Black Hole
July 10th, 2009
Artist’s impression of the new source HLX-1 (represented by the light blue object to the top left of the galactic bulge) in the periphery of the edge-on spiral galaxy ESO 243-49. This is the first strong evidence for the existence of intermediate mass black holes.
A black hole is a region of space in which the gravitational field is so powerful that nothing including light can escape its pull. It has one way surface called an event horizon into which object can fall but out of which nothing can come. It is called black because it absorbs all the light that hits it reflecting nothing. Despite its invisible interior, it can reveal its presence through interaction with other matter. It can be inferred by tracking the movement of a group of stars that orbit a region in space which looks empty. One can see gas falling into a relatively small black hole from a companion star. This gas spirals inward, heating up to very high temperature and emitting large amounts of radiation that can be detected from earthbound and earth-orbiting telescopes.

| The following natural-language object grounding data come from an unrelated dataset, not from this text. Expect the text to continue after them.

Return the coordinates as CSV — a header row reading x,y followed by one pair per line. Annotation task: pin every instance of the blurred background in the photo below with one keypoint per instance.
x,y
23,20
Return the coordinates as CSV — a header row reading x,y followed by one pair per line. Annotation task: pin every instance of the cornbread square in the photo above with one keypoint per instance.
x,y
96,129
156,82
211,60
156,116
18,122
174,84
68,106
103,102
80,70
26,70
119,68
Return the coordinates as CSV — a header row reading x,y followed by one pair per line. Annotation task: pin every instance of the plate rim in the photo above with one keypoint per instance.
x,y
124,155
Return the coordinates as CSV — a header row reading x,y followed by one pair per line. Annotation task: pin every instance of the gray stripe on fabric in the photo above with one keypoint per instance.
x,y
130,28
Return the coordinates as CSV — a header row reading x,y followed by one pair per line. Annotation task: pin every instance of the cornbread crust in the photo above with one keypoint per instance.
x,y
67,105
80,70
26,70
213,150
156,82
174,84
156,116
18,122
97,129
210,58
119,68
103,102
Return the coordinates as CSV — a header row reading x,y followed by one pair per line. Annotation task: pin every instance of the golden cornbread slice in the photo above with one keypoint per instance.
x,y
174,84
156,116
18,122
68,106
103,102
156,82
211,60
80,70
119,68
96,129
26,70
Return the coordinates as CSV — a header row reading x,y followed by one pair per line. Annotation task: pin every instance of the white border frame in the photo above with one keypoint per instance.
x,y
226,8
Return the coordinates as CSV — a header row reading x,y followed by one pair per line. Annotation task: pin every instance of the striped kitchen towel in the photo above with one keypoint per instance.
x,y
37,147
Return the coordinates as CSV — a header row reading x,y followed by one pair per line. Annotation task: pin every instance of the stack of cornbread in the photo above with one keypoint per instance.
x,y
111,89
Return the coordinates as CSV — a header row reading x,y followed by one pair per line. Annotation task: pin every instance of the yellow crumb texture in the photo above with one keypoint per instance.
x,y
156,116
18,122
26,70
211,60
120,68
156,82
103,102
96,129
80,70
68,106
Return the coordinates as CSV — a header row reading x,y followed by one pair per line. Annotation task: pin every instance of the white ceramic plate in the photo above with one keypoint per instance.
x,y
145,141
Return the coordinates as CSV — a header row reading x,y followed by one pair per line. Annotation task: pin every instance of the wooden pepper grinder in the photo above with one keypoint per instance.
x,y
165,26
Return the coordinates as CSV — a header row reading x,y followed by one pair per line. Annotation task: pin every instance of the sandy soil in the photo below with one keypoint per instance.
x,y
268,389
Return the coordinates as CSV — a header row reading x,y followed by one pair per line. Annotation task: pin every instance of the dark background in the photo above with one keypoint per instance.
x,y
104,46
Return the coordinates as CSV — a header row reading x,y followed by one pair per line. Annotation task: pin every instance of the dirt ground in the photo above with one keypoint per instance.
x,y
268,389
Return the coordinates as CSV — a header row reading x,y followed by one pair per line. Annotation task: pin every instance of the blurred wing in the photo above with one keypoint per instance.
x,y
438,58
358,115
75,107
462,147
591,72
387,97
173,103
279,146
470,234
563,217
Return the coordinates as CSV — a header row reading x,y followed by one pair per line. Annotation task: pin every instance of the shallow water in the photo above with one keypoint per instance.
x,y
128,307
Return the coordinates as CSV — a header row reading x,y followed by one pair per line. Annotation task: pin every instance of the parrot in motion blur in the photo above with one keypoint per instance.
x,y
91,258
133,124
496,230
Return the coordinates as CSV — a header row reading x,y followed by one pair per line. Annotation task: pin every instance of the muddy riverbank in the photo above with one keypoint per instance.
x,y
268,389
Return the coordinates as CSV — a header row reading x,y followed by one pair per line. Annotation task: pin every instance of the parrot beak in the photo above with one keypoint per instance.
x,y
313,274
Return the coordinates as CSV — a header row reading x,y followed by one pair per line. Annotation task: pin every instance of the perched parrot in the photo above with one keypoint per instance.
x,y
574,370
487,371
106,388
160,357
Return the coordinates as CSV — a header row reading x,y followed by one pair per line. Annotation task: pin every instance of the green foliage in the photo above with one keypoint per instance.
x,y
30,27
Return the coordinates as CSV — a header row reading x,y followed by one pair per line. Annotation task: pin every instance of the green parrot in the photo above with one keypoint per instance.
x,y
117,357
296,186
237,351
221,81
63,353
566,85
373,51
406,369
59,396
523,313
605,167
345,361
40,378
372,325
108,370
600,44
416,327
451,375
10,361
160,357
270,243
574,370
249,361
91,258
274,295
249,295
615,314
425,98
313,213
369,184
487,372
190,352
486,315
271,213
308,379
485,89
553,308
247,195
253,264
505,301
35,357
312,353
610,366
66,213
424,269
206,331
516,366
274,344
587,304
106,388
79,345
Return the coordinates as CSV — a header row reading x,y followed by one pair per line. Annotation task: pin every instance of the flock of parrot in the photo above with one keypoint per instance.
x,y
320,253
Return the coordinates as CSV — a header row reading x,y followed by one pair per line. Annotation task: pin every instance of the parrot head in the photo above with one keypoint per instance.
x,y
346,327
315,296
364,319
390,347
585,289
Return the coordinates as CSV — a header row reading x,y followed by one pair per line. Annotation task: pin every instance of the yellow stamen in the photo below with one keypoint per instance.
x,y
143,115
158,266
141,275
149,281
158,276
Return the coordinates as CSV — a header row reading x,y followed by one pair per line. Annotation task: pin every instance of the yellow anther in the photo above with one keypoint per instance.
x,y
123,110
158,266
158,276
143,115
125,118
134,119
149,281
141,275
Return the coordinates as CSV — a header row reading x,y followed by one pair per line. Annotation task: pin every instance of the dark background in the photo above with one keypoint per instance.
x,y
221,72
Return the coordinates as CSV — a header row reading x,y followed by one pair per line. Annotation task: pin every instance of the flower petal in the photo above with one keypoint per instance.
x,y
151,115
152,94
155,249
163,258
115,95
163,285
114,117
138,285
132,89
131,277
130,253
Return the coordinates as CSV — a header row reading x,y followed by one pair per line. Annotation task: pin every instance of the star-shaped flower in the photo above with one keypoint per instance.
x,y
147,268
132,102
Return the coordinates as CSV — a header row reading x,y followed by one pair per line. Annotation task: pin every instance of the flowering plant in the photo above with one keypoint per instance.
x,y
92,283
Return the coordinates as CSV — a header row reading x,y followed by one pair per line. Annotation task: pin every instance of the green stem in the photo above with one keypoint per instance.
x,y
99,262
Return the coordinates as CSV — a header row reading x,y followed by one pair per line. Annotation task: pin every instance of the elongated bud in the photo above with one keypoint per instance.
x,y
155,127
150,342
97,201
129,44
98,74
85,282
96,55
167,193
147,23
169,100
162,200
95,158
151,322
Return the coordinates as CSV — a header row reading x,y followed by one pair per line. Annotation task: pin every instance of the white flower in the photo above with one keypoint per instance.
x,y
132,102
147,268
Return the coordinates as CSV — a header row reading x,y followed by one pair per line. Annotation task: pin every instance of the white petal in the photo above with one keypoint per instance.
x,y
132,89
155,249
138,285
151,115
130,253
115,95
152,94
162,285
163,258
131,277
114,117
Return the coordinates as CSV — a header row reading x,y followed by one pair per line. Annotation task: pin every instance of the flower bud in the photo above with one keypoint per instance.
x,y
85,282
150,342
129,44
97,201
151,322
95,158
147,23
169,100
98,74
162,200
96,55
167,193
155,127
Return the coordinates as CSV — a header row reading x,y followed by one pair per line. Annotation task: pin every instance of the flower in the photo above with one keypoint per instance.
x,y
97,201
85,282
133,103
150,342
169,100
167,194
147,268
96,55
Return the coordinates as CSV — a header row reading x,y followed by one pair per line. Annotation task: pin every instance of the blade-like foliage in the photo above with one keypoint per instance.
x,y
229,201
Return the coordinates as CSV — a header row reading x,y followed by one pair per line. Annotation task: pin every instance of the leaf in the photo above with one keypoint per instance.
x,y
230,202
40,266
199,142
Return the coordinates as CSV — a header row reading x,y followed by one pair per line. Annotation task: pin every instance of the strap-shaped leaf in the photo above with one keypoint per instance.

Black hole interesting facts:
When the star ten times more massive than our own Sun, explodes (Supernova) it leaves behind the strangest phenomenon in the Universe. The Black Hole. After explosion what is left behind is heavy core of subatomic particles, a Neutron Star. It can be very small, but with enormous density. Scientists calculated that approximately one teaspoon of Neutron Star would weight around billions of tons. The gravitational pressure of this highly dense object is so large that it can bend fabric of time and space. This theory is based on Einstein’s proposition that space and time are woven together in a flexible fabric. Massive objects like Sun warp the fabric of space and time and pull smaller objects like Earth. Very large Neutron Star can warp time and space fabric so much that it could create a hole where gravity is so strong that not even light could escape. Black Holes are pulling everything around them closer to the center of the hole. In some sense black holes are creators of the galaxies since they are pulling planets and stars towards the spiral center. Each galaxy has a Black Hole and occasionally galaxies collide together because of the gravitational pull from the larger black holes. It is expected that in 5 billion years Andromeda galaxy will collide with our Milky Way galaxy.
News:
“Astronomers see a new class of black hole”
Scientists say X-ray data collected by the European Space Agency’s XMM-Newton spacecraft show evidence of a new type of black hole in a galaxy about 290 million light years from Earth and more than 500 times the mass of the sun. Astronomer Sean Farrell explains what the discovery might tell us about galaxy evolution. The new discovery is the first solid evidence of a new class of medium-sized black holes.